In a lattice clock, overlapping laser beams construct an energy landscape of peaks and valleys. This web of light creates a sort of electromagnetic egg carton with individual atoms resting in some of the egg compartments. Depending on the number of laser beams, the lattice compartments can be arranged in a one-dimensional line, a two-dimensional plane or a three-dimensional box.
Like an ion trap, the lattice lasers stop atoms cold so their internal oscillations can be measured for a long time. Because they also allow scientists to average measurements over all of the atoms at once, lattice clocks have become the most precise and stable clocks in existence.
A funny thing about lattice clocks is that they shouldn’t even work. Quantum physics tells us that the trapping lasers’ powerful electromagnetic fields should strongly shift the trapped atoms’ resonant frequencies, making them useless as clocks. But a surprising phenomenon makes the lattice clock possible after all: the so-called magic wavelength.
In the early 2000s, physicists discovered that laser light of certain wavelengths (the wavelength and frequency of light are inversely related) can pull on the atoms in counteracting ways that almost exactly cancel out, leaving their resonant frequencies unchanged.
Is the magic wavelength truly magic? Maybe not, but it’s certainly a beautiful — and useful — surprise hidden within quantum physics.
Since the lattice clock was invented, scientists in several countries have built versions based on different atoms. Strontium and ytterbium are currently among the most popular.

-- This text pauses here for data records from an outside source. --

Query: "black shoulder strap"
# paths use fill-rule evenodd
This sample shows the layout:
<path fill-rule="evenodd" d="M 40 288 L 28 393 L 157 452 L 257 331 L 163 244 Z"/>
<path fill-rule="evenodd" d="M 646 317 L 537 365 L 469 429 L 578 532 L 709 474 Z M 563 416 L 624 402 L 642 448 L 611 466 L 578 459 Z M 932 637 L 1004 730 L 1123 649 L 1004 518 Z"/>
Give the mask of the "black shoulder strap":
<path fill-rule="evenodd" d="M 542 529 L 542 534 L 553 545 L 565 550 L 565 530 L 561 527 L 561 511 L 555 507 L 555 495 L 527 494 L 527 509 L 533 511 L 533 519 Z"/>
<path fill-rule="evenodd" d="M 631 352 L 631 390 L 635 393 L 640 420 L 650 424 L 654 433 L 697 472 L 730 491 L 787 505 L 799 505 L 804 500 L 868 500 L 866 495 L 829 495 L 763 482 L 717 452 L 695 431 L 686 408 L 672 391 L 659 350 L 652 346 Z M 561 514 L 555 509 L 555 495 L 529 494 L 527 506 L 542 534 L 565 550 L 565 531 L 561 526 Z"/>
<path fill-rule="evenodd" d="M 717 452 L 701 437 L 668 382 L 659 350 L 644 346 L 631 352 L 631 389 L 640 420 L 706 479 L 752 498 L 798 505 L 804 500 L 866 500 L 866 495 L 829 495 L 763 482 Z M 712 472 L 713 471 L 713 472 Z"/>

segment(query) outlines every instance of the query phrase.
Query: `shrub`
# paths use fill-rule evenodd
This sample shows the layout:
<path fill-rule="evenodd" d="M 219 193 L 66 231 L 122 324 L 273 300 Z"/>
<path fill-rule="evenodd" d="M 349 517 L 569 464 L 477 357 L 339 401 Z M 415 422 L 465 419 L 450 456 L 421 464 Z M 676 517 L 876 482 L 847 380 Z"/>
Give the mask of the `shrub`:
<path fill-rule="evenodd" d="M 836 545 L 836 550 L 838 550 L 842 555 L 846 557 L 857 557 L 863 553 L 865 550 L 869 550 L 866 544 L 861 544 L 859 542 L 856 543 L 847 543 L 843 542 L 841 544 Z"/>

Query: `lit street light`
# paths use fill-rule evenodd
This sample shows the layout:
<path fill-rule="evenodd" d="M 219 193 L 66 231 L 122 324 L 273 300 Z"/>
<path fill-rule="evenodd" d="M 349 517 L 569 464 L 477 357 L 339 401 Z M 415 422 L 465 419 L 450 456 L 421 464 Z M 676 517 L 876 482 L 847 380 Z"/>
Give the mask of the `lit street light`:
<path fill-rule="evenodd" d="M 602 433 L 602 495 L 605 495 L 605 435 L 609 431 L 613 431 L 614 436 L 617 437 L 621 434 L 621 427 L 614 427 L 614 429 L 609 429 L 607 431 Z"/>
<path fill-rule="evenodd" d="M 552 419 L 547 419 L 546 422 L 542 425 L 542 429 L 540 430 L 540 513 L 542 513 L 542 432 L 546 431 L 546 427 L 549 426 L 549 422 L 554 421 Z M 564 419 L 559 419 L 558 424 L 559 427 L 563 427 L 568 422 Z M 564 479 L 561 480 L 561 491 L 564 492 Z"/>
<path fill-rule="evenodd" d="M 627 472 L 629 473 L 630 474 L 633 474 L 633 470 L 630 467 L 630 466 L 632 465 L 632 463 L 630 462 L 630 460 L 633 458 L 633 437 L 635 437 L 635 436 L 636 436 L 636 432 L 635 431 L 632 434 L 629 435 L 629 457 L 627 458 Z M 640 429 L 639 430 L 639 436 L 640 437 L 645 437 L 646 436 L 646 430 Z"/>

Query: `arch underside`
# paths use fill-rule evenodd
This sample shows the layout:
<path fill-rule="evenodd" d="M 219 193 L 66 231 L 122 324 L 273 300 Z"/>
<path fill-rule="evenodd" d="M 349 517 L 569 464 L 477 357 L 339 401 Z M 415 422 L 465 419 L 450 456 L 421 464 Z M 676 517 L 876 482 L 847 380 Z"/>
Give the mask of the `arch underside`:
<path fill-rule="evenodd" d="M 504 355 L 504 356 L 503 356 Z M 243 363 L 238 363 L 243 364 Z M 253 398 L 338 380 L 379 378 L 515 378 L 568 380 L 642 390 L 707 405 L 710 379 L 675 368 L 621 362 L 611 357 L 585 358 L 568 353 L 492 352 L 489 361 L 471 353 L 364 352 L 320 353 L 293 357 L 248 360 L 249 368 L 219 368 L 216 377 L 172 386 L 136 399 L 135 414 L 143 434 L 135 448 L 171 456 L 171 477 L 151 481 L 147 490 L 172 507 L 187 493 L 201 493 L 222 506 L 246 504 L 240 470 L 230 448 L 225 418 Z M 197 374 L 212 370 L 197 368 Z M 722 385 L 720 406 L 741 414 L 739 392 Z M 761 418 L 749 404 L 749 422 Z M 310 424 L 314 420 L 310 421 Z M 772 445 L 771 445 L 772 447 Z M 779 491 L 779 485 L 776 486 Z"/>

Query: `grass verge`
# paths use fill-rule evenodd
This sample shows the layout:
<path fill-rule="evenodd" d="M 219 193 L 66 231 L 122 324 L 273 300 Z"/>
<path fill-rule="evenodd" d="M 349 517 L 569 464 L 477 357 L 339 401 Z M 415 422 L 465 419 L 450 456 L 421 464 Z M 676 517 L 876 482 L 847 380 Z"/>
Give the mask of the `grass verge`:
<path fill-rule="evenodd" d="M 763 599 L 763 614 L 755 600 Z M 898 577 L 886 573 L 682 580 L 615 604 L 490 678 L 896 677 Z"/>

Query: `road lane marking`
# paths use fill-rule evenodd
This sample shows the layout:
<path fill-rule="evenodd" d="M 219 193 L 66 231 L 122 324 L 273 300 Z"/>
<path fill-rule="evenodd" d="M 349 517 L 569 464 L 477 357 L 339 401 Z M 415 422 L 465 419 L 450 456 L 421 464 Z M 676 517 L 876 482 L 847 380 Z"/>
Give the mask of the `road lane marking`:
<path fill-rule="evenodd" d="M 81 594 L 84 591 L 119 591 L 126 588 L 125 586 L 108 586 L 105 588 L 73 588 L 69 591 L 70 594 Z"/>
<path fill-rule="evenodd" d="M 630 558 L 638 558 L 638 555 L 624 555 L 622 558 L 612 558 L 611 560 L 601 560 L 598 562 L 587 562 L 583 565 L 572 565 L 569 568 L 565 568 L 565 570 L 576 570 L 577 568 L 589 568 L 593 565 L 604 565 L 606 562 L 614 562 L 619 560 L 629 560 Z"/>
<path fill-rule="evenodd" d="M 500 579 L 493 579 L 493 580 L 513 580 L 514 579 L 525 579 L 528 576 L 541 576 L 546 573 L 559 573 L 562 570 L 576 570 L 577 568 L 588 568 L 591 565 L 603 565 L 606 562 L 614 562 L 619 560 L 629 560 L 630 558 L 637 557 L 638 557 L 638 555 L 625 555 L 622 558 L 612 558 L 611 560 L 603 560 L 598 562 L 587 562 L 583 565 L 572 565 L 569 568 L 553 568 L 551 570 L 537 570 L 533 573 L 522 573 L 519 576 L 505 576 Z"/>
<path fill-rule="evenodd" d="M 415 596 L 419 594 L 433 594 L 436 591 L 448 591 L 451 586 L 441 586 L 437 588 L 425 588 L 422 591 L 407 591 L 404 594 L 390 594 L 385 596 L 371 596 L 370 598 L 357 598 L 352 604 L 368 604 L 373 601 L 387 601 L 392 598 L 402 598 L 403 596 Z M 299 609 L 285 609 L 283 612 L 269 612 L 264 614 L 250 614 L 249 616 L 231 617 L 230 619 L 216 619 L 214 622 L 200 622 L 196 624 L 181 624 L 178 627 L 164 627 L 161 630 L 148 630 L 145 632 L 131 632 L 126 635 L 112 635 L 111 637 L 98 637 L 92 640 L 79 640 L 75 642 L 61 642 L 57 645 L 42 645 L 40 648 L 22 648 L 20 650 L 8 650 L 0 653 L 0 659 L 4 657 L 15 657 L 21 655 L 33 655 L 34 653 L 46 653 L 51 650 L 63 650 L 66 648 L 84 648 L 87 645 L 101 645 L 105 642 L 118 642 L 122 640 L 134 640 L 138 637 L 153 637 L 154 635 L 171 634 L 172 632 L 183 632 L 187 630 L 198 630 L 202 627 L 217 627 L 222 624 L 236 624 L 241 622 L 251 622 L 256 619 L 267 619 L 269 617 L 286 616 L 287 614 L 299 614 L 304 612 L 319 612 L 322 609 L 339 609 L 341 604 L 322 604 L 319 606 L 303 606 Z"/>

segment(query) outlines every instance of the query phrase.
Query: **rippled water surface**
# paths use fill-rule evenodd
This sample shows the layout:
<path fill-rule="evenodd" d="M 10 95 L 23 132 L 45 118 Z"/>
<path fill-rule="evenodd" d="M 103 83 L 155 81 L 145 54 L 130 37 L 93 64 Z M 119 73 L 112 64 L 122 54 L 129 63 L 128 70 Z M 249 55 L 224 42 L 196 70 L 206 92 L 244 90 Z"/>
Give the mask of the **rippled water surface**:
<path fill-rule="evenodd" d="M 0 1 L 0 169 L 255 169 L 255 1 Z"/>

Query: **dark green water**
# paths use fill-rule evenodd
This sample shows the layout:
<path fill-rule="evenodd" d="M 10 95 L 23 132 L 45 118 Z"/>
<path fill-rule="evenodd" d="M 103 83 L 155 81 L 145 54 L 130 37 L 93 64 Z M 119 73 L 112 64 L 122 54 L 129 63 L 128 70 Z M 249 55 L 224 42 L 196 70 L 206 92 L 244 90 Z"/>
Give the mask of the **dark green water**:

Similar to their trapped-ion cousins, the lasers and electronics needed for lattice clocks can take up several rooms. They are complicated and finicky devices. One or more scientists usually needs to be there to turn knobs and tweak dials.
But these clocks have lately been making their way out of the lab. Portable, dishwasher-sized lattice clocks have summited skyscrapers and crossed the country on road trips. NIST scientists will soon take one up a 14,271-foot (4,350-meter) Colorado mountain to attempt a bold new test of Einstein’s theory of general relativity.
And companies are selling the first commercial optical clocks, using a simpler design based on iodine molecules. These clocks aren’t record breakers, but they are cheaper and easier to build. Iodine clocks will be on board the European Kepler navigation satellites, and one may soon join the ensemble of clocks NIST uses to produce official U.S. time.
The future of optical clocks is looking — no pun intended — bright.